Prosperity, neutrality, reality (& accountability?)


by Marilyn Croser, CORE Director

Four things that jumped out at me from the Kiobel FoI documents that have been released to CORE:

We have a problem

A section on p.52 headed ‘Prosperity and support to British business’ in a briefing for Ministers on whether to submit an amicus brief in the Kiobel case includes the line:

‘While the extraterritorial application of the ATS/failure to require exhaustion of local remedies are not included in the questions for the US Supreme Court hearing, the fact remains that this is a real problem for business generally.’ (p. 52)

This sentence irritates me. First off, without wishing to downplay the significance of ATS cases and other corporate accountability cases that have been brought in the home States of MNCs, the idea that ‘this is a real problem for business generally’ seems like a massive overstatement.
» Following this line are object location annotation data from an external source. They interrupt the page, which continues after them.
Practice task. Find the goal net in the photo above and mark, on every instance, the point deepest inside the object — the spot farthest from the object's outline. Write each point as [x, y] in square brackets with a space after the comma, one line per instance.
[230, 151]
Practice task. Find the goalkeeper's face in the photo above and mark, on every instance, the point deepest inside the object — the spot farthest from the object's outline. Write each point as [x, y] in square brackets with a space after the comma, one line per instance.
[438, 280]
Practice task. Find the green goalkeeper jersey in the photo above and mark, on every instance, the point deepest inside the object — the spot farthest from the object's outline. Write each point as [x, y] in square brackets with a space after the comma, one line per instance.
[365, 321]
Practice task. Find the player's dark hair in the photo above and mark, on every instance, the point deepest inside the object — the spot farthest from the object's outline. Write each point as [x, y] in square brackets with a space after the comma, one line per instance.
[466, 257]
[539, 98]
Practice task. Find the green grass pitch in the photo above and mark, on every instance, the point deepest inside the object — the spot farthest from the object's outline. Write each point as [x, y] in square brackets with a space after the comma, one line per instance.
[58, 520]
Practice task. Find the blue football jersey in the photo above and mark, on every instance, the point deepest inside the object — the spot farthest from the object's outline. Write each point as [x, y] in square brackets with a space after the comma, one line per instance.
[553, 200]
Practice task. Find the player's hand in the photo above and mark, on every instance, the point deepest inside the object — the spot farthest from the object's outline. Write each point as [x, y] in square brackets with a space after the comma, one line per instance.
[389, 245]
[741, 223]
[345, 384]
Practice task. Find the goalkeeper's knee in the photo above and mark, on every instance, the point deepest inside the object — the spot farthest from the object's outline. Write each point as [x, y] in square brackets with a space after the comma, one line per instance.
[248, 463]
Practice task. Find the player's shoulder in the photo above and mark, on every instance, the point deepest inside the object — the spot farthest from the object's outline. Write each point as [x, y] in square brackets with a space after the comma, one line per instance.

More importantly, if this issue is being encountered by lots of British businesses operating overseas, then surely questions need to be asked about what is going wrong with business practices in the first place, rather than attempting to close down one of the few routes to remedy available for people adversely affected by corporate malpractice.

A similar point comes up later in the same document:

‘BHC [British High Commission] Abuja commented that not objecting to the extension of international human rights law to corporations could cause difficulties. For example groups could continually cite international human rights against British companies operating in Nigeria.’ (p.54)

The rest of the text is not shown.